After several weeks of high-altitude training camp with a view to the Tour de France,rutsch traveled to the Tour de Suisse in great shape. After a corona impact in the team, suddenly only he and two team members were left.
Exhausting program “will do me good in view of the season”
The Tour of France, which started in Denmark, had the next unpleasant surprise in store for him at the first opportunity. A rough contact with the Copenhagen asphalt: fall on the opening stage. “After that I just hung out in the field for a week and a half and hoped that the individual stages would be over as quickly as possible. I was a shadow of myself,” saysuzz. Things got better in the third week of the race, but he didn’t come close to the goal he had set himself of being among the front runners for a stage. After all, in the end on the Champs-Elysées great private luck beckoned: marriage proposal, answered with yes.

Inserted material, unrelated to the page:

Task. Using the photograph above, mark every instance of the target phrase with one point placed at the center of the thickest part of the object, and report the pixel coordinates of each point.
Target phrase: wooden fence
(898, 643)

If spring and summer failed, there’s still the season finale. Slip had gotten back into shape after the tour exertion. But instead of competing for a top result, his team was involved in the first-ever battle to lose their WorldTour license. That meant: Tingelei through the cycling province, pedaling in the wind on some Belgian circuit. Made more than 60 days of racing in the legs and various experiences of frustration in the head.
Degenkolb did not have many sporting flights of fancy either, but spent many days in high-altitude training camps. With the Tour and the Vuelta a España, the 33-year-old has mastered two three-week national tours (over 7000 kilometers of race track alone). A draining program. “That will do me good for the new season,” says Degenkolb about the possible sporting effect.
The seasonal division also had an experimental character. For the first time in his long professional career, he toiled away three long weeks in altitude training camps in February (before the classics) and in May (before the tour). When in September he “felt”, as he says, “was at home for a whole week for the first time since May”, it seemed “too much” to him. Fewer training camps and more races, especially in the classic season, are what he has in mind for 2023.
The transformation of the professional Degenkolb, who drives to win in almost every race, to a leading figure in Team DSM, who leads the formation in competition and puts his own ambitions aside, is well advanced. “I really enjoy the role of road captain. And I get the feedback that I’m making the young team better,” says Degenkolb. Still, he feels his new role could be more firmly anchored.
That it will be even easier for him to rein himself in in the future, even if the opportunity for his own advance seems favorable. But also to the outside world, to those who see zero wins in the season and assume signs of aging in cycling. In any case, Degenkolb is looking forward to regular winter training at home after the holiday. He andrutsch had already arranged to go on training trips together. “In order then,” saysutsch, “to really let loose in the spring races.”